The maths was beautifully blunt. Take a rider's rank in the general classification, add his rank in the points competition, add his rank in the mountains competition. Lowest total wins. First in GC, third in points, second in the mountains? Six points. It rewarded the rider with no weaknesses — the one who could sprint well enough, climb with the best and hold his place overall. You couldn't luck into it, and you couldn't specialise into it either: only riders ranked in all three classifications even appeared on the sheet.

From plain white to glorious patchwork
The first winner, in 1968, was Italy's Franco Bitossi — and from 1969 the leader wore a plain white jersey, the same colour that today marks the best young rider. Then came the man the classification might as well have been invented for: Eddy Merckx won it five times — 1969 through 1972, and again in 1974 — which tells you everything, given that in 1969 he won yellow, green and the mountains outright in a single Tour. Joop Zoetemelk took the 1973 edition in the gap between Merckx's reigns.
The classification vanished after 1974, came back in 1980, and in 1985 the organisers gave it the look everyone remembers: the patchwork jersey — panels of yellow, green, polka dot and white stitched together like a quilt made from the Tour's laundry basket. It is, depending on who you ask, either the ugliest jersey in cycling history or the greatest. We know where we stand: they should never have stopped making it.

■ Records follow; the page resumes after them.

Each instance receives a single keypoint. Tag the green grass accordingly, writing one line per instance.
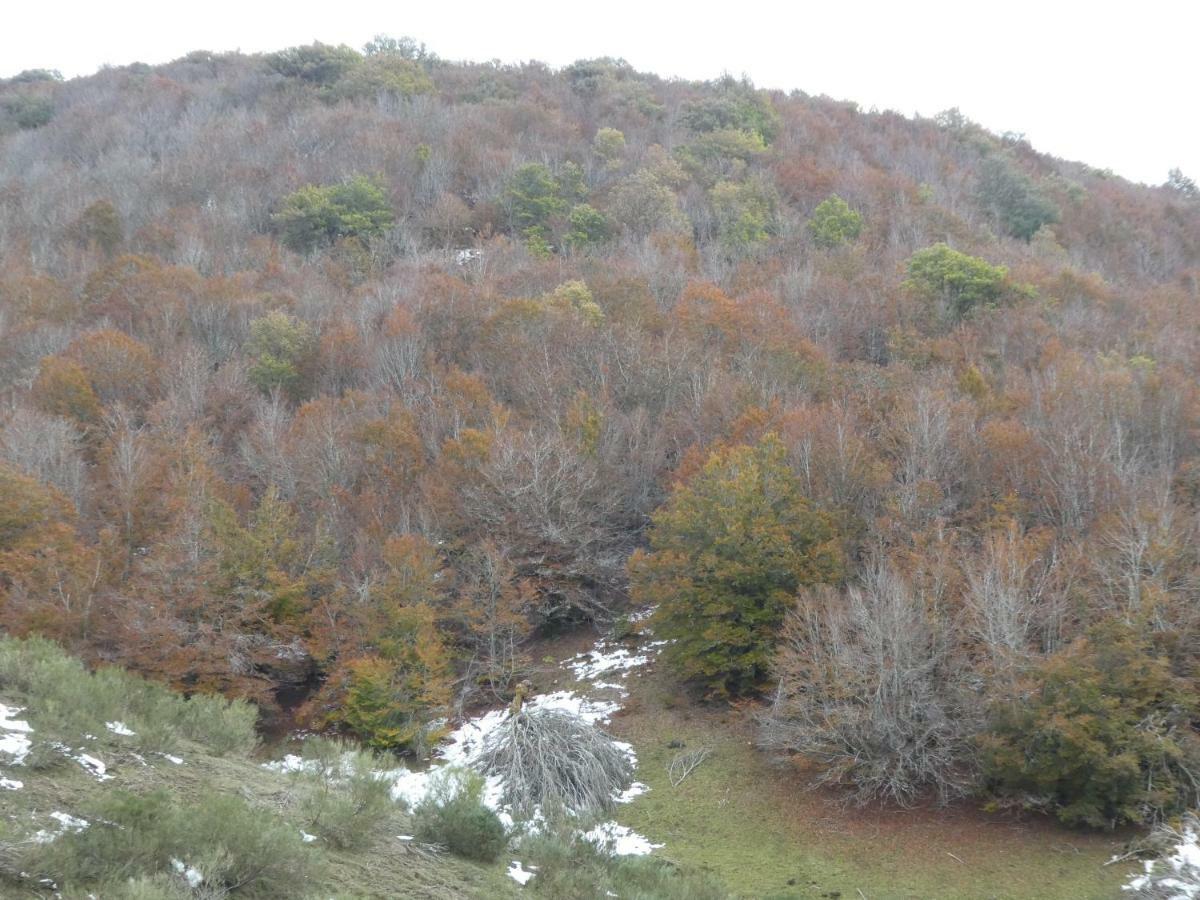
(765, 835)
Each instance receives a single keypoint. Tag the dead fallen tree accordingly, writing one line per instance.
(555, 761)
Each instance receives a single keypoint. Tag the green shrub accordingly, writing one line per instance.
(1013, 199)
(453, 814)
(737, 107)
(66, 701)
(238, 850)
(534, 197)
(834, 223)
(727, 553)
(281, 347)
(319, 64)
(1102, 733)
(960, 283)
(30, 111)
(319, 215)
(346, 799)
(588, 226)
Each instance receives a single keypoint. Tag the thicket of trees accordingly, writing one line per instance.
(345, 375)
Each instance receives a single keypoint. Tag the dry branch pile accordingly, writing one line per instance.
(556, 761)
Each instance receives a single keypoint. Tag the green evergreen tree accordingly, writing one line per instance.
(960, 283)
(834, 223)
(727, 555)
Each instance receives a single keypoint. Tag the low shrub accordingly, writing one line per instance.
(1101, 733)
(346, 798)
(220, 844)
(454, 815)
(66, 701)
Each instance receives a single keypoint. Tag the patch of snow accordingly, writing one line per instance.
(191, 875)
(610, 685)
(287, 765)
(463, 747)
(633, 792)
(6, 719)
(66, 823)
(15, 742)
(642, 615)
(1175, 876)
(599, 661)
(520, 874)
(619, 840)
(96, 767)
(69, 821)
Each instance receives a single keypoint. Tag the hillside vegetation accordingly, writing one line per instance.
(336, 383)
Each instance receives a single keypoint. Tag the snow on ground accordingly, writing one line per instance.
(66, 823)
(191, 875)
(463, 745)
(619, 840)
(15, 742)
(1175, 876)
(94, 766)
(520, 874)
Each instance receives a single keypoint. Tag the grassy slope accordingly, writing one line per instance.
(388, 869)
(756, 827)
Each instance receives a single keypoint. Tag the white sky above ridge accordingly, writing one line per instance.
(1109, 84)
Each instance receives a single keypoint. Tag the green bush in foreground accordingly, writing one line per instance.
(66, 701)
(346, 799)
(1102, 733)
(455, 816)
(233, 849)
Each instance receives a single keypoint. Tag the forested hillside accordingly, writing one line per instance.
(339, 382)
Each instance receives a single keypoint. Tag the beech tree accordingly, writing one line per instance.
(729, 552)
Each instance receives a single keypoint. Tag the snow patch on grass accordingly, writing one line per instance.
(94, 766)
(191, 875)
(520, 874)
(1175, 876)
(15, 742)
(619, 840)
(66, 823)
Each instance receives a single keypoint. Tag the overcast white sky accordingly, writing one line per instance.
(1111, 84)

Hinault, LeMond and the jersey's golden age
The 1980s roll of honour reads like the decade itself. Bernard Hinault won back-to-back editions in 1981 and 1982. Then Greg LeMond took over, winning the first two patchwork editions in 1985 and 1986 — right through the heart of the La Vie Claire civil war, when he and Hinault were trading attacks and mind games on the same team bus. Look at the 1985 podium photo: LeMond in the patchwork, Hinault in yellow, neither entirely happy with the arrangement.


A year later the roles reversed: LeMond in yellow, Hinault in the patchwork, the two of them clear of the world on the road to Alpe d'Huez. The combination jersey kept ending up on the shoulders of whichever of them wasn't leading the Tour — which is exactly what it was for. When the best rider in the race already has yellow, the patchwork finds the second-best all-rounder in the world.


The end of the road
The last man to wear it was the Dutch climber Steven Rooks, who won the final two editions in 1988 and 1989. Then Jean-Marie Leblanc took over as race director, set about streamlining the Tour, and the combination classification was quietly retired after 1989 — along with, eventually, its spiritual cousins at the Vuelta and elsewhere.

The official reasoning was tidiness: four jerseys tell four clean stories, and a fifth computed from the other three tells a complicated one. Fair enough. But something real was lost. Today's Tour would have a combination battle for the ages — Pogačar has led three classifications at once in this very race, and the fight behind him between Vingegaard, Evenepoel and the young all-rounders is precisely what the patchwork was built to measure.
Moral of the story
The grupetto has a soft spot for the combination jersey, because it made the same argument we do: cycling is not one race, it's several happening simultaneously, and the riders who show up in all of them deserve their own podium. Also, frankly, it looked fantastic. Bring back the quilt.